Developing Applications with Apache KuduPDF version

Upsert option in Kudu Spark

The upsert operation in kudu-spark supports an extra write option of ignoreNull. If set to true, it will avoid setting existing column values in Kudu table to Null if the corresponding DataFrame column values are Null. If unspecified, ignoreNull is false by default.

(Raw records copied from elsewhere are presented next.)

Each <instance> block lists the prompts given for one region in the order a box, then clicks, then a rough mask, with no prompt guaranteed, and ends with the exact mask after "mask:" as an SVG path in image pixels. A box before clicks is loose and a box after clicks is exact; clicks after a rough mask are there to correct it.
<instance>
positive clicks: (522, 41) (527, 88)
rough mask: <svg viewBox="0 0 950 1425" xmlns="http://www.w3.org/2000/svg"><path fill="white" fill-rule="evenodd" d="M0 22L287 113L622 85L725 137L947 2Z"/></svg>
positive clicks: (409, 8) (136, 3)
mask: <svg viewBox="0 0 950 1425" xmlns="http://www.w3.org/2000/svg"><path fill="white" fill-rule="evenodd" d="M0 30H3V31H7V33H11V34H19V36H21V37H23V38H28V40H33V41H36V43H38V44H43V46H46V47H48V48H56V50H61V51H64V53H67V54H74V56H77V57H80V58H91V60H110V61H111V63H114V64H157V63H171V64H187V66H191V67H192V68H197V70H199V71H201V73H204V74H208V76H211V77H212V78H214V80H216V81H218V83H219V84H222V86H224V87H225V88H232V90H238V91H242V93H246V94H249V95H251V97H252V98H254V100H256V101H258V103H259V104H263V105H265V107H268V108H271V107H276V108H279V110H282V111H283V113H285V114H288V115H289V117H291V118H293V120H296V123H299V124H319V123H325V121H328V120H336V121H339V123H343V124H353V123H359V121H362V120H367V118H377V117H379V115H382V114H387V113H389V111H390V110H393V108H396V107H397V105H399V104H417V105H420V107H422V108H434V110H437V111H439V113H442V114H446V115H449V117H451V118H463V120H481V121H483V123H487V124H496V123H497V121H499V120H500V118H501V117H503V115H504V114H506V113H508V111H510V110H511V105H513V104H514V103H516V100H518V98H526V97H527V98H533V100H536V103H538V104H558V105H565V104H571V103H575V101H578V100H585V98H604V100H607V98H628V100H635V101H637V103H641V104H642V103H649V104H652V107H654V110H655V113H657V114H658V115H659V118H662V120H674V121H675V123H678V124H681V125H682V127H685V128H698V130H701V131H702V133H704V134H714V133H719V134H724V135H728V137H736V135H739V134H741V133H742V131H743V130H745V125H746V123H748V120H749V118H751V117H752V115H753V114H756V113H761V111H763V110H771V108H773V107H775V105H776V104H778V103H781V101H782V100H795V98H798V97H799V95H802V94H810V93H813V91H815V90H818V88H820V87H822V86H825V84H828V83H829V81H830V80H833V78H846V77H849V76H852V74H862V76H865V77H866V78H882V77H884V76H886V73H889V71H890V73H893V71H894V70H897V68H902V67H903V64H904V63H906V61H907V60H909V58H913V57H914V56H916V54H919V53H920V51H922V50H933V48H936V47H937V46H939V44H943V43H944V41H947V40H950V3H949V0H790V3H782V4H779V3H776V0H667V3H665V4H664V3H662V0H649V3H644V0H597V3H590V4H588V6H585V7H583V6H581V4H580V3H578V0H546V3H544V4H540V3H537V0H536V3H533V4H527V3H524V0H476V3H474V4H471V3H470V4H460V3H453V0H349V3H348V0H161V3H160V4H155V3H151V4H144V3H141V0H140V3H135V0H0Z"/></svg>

val dataFrame = spark.read
  .options(Map("kudu.master" -> "kudu.master:7051", "kudu.table" -> simpleTableName))
  .format("kudu").load

dataFrame.createOrReplaceTempView(simpleTableName)
dataFrame.show()

// Below is the original data in the table 'simpleTableName'
+---+---+
|key|val|
+---+---+
|  0|foo|
+---+---+

// Upsert a row with existing key 0 and val Null with ignoreNull set to true
val nullDF = spark.createDataFrame(Seq((0, null.asInstanceOf[String]))).toDF("key", "val")
val wo = new KuduWriteOptions
wo.ignoreNull = true
kuduContext.upsertRows(nullDF, simpleTableName, wo)
dataFrame.show()
// The val field stays unchanged
+---+---+
|key|val|
+---+---+
|  0|foo|
+---+---+

// Upsert a row with existing key 0 and val Null with ignoreNull default/set to false
kuduContext.upsertRows(nullDF, simpleTableName)
// Equivalent to:
// val wo = new KuduWriteOptions
// wo.ignoreNull = false
// kuduContext.upsertRows(nullDF, simpleTableName, wo)
df.show()
// The val field is set to Null this time
+---+----+
|key| val|
+---+----+
|  0|null|
+---+----+